Mine is an atlec 2 version, I was very happy with it training and race-wise.
I tore the rd hanger off in a crash and that was the only damage.
Orbea-usa did not have the hanger and I had a difficult time sourcing one.
I work as a machinist, so making my own out of a blank was not an issue.


----------



## vanjr (Sep 15, 2005)

i see no cross bikes or custom options on the orbea USA website. not that i could afford one anyway, but very, very nice.


----------



## Mosovich (Feb 3, 2004)

*not expensive..*

For custom, it was only like $100 more.. The frames aren't really that expensive.. You have to call them..


----------



## mtb_frk (Feb 17, 2007)

Yeah for some reason they dont show the cross bikes anymore on their webpage. I had a hard time finding any geometry info on it before I bought it.


----------



## tekkamaki (Apr 10, 2007)

Mine sits half built in the laundry room. 
The frame was a nice ebay find for about $200.
We are excited to give the bikes a new home later this summer.
I should have my garage/ bike workshop finished before cross season begins : )


----------



## KMan (Feb 3, 2004)

*I love my Orbea*

Nothing custom, but since I also have an Orbea Orca, the geometries are almost the same so switching between bikes is easy. My Orbea cross bike sees little action any more due to back injuries, but I've had a hard time selling off my cross bike.......but this year could be the year that we finally part ways.



























Michael


----------



## m_s (Nov 20, 2007)

Lobular is funny word.


----------



## Coolhand (Jul 28, 2002)

Mine- also done through the custom program a few years ago (which was a steal price wise). Crappy iPhone pic.


----------



## DarylB (Apr 19, 2007)

:thumbsup:


KMan said:


> Nothing custom, but since I also have an Orbea Orca, the geometries are almost the same so switching between bikes is easy. My Orbea cross bike sees little action any more due to back injuries, but I've had a hard time selling off my cross bike.......but this year could be the year that we finally part ways.
> 
> 
> 
> ...



What size is that bike? 

I have an Orbea dealer near me so I was going to see if they could get one but if you are ready to part with that beauty and it is my size................. :thumbsup:


----------



## KMan (Feb 3, 2004)

*its a 57*

bike is a 57

Michael



DarylB said:


> :thumbsup:
> 
> 
> What size is that bike?
> ...


----------



## that guy again (Jul 14, 2008)

The Lobular frame is really nice - if you can find one. They're not sold in the US any more from what I understand. The Mud frame is pretty basic and nothing special.


----------



## tekkamaki (Apr 10, 2007)

Here she is finally built up.

This is an ebay find in Clif Bar team colors. Built 1x9 with a mix of older suplus parts off other bikes. 

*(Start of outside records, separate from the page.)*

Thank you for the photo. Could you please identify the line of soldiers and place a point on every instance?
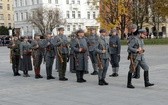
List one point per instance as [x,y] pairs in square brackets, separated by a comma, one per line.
[102,50]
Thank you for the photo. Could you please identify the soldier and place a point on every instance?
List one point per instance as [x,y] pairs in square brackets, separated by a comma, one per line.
[49,55]
[134,32]
[135,47]
[37,55]
[92,43]
[61,43]
[81,55]
[25,58]
[15,54]
[115,48]
[102,57]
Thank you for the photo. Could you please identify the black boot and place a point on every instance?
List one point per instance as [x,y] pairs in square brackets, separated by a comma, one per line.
[104,82]
[100,82]
[129,84]
[78,77]
[146,79]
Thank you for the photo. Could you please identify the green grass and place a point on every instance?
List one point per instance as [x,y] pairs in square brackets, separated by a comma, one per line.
[163,41]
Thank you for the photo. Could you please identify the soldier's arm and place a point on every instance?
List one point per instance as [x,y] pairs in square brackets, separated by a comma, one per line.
[131,46]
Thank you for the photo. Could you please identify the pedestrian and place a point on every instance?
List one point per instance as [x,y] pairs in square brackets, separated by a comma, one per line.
[92,43]
[25,57]
[81,55]
[102,57]
[37,54]
[133,33]
[15,54]
[115,49]
[49,54]
[62,50]
[136,49]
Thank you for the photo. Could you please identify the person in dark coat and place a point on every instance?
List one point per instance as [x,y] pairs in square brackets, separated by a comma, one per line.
[81,55]
[25,58]
[14,45]
[102,57]
[115,48]
[62,50]
[49,54]
[37,54]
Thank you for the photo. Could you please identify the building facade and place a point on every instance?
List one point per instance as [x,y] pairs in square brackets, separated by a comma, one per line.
[77,13]
[6,13]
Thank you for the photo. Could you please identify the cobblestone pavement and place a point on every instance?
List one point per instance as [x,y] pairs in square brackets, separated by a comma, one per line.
[30,91]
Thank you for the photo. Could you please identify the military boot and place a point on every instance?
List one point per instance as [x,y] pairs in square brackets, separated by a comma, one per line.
[129,84]
[146,79]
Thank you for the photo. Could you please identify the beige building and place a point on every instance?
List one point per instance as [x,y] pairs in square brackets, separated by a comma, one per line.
[6,13]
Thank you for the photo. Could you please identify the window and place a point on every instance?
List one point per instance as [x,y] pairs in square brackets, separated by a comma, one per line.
[56,1]
[68,28]
[21,16]
[94,15]
[73,14]
[74,27]
[79,14]
[9,18]
[68,14]
[1,17]
[88,15]
[1,6]
[78,1]
[67,1]
[49,1]
[8,6]
[73,1]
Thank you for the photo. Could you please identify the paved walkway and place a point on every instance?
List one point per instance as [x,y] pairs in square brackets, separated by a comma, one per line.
[29,91]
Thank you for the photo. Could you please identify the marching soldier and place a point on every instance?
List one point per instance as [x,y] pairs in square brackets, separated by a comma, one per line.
[25,58]
[134,32]
[92,43]
[115,48]
[102,57]
[81,55]
[61,43]
[135,47]
[15,54]
[49,55]
[37,54]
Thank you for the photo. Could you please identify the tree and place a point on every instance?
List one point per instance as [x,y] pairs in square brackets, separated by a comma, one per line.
[4,30]
[46,19]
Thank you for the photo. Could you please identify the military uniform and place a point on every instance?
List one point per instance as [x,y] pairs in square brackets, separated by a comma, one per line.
[92,43]
[61,43]
[81,58]
[37,55]
[25,62]
[15,56]
[49,56]
[103,58]
[137,58]
[115,48]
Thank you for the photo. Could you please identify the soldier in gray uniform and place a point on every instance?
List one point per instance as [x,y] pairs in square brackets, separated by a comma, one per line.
[61,43]
[37,54]
[102,57]
[92,43]
[134,32]
[15,54]
[25,57]
[115,48]
[135,47]
[81,55]
[49,55]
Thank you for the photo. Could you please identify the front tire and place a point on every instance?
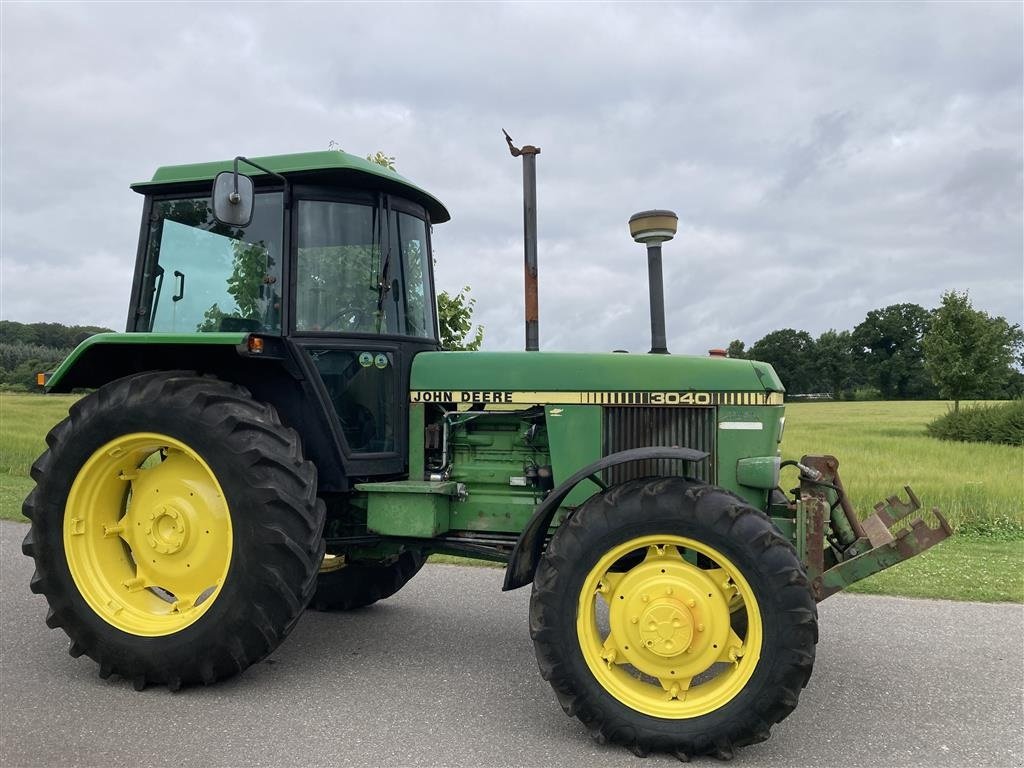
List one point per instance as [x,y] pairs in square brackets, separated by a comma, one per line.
[175,528]
[631,609]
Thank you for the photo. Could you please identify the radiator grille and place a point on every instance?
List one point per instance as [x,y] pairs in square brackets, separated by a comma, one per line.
[642,427]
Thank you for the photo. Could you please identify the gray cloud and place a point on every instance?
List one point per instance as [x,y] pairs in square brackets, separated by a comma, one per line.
[824,160]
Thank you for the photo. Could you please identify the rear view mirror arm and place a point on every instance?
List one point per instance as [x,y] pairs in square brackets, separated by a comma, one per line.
[284,181]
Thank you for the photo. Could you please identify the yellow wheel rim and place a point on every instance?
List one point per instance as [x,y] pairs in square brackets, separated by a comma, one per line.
[654,630]
[147,535]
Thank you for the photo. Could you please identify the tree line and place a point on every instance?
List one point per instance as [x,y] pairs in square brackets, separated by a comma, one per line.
[902,351]
[27,348]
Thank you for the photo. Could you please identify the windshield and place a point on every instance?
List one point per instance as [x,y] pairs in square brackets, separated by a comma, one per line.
[203,275]
[353,275]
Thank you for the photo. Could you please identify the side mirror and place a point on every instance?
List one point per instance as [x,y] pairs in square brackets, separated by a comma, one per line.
[232,199]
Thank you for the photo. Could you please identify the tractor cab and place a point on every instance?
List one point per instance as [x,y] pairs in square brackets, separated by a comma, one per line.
[328,251]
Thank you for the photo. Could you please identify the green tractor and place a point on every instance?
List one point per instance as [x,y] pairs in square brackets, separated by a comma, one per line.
[279,428]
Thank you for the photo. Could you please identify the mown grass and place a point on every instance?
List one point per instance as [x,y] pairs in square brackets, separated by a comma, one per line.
[25,420]
[884,445]
[881,446]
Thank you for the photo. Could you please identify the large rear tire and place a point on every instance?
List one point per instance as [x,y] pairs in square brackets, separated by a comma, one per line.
[356,585]
[175,528]
[631,612]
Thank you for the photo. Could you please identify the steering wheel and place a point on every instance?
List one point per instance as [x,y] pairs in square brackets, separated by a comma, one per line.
[349,318]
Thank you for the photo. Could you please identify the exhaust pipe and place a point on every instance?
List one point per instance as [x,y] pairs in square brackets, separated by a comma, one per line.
[528,154]
[652,228]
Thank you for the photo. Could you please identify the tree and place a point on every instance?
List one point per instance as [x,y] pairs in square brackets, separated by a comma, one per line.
[455,317]
[792,354]
[834,369]
[736,349]
[887,344]
[967,352]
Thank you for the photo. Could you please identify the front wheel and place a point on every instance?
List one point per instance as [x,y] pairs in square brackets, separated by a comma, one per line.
[634,619]
[175,528]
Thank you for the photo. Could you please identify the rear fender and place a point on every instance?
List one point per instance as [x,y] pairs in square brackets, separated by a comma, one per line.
[272,376]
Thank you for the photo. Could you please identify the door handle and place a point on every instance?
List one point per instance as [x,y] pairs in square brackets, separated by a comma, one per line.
[180,276]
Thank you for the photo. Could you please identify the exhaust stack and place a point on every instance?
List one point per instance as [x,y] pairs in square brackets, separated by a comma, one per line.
[652,228]
[528,154]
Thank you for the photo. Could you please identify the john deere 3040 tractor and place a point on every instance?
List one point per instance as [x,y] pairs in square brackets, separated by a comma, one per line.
[278,428]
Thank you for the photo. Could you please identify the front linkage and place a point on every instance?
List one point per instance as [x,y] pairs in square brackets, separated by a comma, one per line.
[838,548]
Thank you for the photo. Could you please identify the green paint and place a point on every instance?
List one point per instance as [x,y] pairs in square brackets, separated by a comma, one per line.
[491,451]
[338,163]
[574,437]
[576,372]
[223,339]
[414,508]
[417,468]
[758,471]
[734,444]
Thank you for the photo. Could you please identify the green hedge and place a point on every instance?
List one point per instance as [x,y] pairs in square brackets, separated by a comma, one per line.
[999,423]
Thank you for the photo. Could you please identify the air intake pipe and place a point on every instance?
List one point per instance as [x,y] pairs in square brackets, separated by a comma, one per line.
[652,228]
[528,155]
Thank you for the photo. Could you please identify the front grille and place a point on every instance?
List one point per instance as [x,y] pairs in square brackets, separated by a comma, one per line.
[643,427]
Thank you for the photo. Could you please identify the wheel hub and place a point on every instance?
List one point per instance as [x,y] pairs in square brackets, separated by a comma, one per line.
[669,617]
[667,628]
[147,534]
[167,529]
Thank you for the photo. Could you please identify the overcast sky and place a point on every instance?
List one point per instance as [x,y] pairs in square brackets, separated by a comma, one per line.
[824,160]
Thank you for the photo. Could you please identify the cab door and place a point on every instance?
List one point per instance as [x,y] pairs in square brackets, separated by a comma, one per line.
[364,306]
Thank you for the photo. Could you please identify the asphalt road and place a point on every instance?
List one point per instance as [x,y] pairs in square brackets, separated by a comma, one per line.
[443,674]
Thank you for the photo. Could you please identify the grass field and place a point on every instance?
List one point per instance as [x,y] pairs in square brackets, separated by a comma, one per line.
[881,446]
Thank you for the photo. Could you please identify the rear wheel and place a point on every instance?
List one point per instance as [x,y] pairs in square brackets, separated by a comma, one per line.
[633,617]
[175,528]
[343,586]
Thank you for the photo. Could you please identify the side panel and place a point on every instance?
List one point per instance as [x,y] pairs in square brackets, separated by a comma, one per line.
[745,432]
[574,438]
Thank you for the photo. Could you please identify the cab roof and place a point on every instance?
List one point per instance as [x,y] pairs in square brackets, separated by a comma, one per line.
[348,168]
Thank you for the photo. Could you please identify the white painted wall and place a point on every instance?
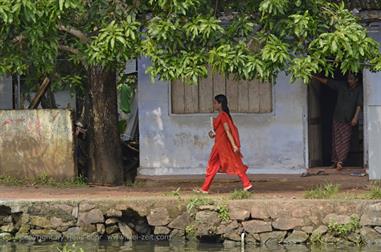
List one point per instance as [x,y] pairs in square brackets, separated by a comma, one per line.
[178,144]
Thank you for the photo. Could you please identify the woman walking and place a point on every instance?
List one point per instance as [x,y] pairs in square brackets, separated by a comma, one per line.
[226,156]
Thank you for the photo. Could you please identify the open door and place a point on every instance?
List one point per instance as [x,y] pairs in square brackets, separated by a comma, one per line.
[314,125]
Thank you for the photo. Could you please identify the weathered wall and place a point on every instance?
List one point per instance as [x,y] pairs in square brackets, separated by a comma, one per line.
[36,142]
[178,144]
[265,222]
[5,92]
[372,111]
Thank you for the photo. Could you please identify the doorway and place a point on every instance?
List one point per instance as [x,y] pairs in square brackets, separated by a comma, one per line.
[321,105]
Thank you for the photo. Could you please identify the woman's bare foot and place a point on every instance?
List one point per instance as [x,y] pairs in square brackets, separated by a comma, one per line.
[199,190]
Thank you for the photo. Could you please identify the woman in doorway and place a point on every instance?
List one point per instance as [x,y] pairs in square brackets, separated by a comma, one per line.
[226,156]
[346,115]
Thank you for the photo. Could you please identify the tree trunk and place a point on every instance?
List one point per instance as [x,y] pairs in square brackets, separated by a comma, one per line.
[105,167]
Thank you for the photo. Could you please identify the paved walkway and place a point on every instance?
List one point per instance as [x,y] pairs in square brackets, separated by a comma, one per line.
[266,186]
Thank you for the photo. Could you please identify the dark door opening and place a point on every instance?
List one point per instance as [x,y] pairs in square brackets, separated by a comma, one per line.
[321,105]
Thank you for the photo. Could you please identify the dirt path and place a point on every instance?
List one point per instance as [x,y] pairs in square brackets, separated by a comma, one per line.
[266,186]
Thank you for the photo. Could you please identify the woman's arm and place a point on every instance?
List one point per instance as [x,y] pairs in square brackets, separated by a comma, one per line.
[230,137]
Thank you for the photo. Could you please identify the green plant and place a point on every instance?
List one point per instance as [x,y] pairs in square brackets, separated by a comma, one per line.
[196,202]
[322,191]
[190,231]
[70,248]
[342,230]
[374,192]
[240,194]
[223,212]
[175,193]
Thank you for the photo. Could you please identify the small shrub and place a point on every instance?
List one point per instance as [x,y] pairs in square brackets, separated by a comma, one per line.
[223,212]
[72,248]
[322,192]
[374,192]
[342,230]
[240,194]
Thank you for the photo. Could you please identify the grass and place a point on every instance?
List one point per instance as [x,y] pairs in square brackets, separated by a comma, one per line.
[326,191]
[196,202]
[43,180]
[374,192]
[223,212]
[71,248]
[343,230]
[240,194]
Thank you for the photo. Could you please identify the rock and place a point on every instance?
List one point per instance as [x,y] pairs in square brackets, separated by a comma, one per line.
[158,217]
[338,219]
[101,229]
[285,223]
[114,213]
[227,228]
[59,225]
[162,231]
[355,238]
[177,235]
[126,231]
[112,229]
[92,217]
[45,235]
[111,221]
[372,215]
[208,208]
[9,228]
[88,228]
[75,234]
[253,238]
[208,217]
[256,226]
[259,213]
[180,222]
[234,235]
[370,236]
[319,232]
[116,237]
[274,237]
[85,207]
[238,214]
[308,229]
[39,221]
[296,237]
[5,237]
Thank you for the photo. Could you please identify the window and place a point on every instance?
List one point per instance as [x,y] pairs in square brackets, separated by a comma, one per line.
[243,96]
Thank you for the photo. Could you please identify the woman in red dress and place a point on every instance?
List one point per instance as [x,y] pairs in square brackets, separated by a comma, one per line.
[226,156]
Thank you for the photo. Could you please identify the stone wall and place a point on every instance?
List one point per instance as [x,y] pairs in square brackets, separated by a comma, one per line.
[262,221]
[35,143]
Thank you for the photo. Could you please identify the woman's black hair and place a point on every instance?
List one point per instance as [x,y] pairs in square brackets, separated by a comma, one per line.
[223,100]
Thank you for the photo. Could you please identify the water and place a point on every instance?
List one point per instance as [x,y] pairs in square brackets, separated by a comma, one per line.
[143,246]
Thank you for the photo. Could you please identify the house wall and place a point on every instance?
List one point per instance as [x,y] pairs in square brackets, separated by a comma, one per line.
[5,92]
[35,143]
[372,111]
[178,144]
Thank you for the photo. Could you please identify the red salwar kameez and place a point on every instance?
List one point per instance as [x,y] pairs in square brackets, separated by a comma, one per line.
[223,158]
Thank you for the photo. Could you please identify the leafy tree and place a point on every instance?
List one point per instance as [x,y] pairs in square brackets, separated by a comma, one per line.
[246,39]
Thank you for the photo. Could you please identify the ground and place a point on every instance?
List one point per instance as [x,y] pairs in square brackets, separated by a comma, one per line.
[266,186]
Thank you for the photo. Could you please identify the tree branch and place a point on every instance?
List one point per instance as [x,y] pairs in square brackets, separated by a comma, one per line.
[75,32]
[68,49]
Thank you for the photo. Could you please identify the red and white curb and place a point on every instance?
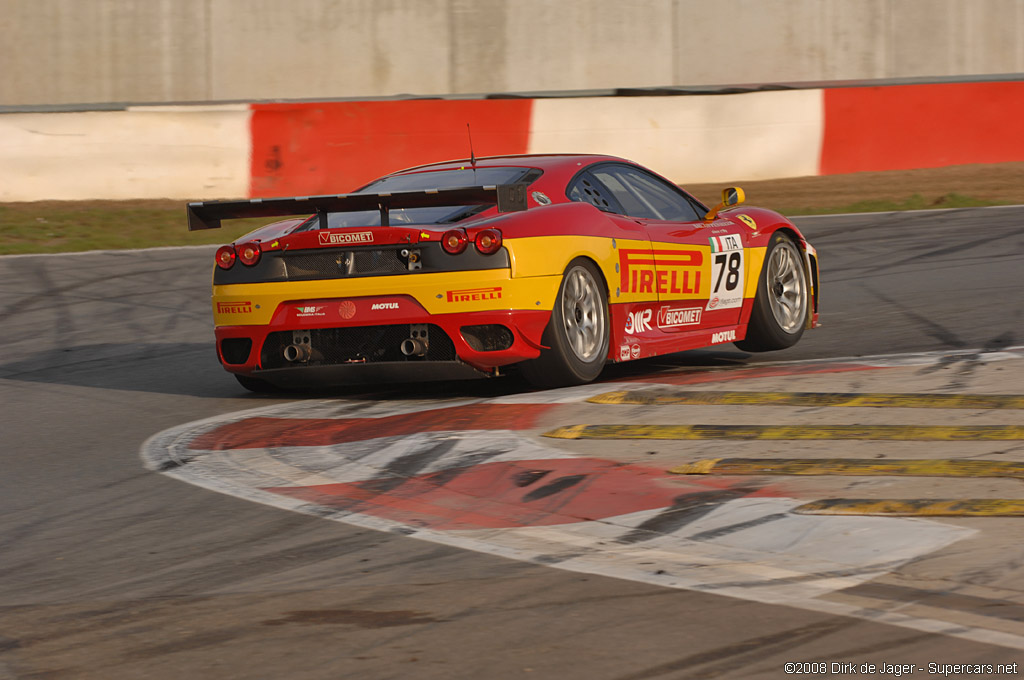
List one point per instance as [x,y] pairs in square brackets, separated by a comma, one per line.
[463,473]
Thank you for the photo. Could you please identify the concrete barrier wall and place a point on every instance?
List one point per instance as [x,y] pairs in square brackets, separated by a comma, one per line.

Currently set up for next weekend in the islands (headed to a wedding) then the cross tires go on.


----------



## eyebob (Feb 3, 2004)

At a cross race last year I was talking to the pit crew SRAM/Orbea and he said that Orbea would not be making the cross frame anymore because the frame metal that they use was in such high demand by their other products. Good luck finding one, let's hope that he was wrong.

bt


----------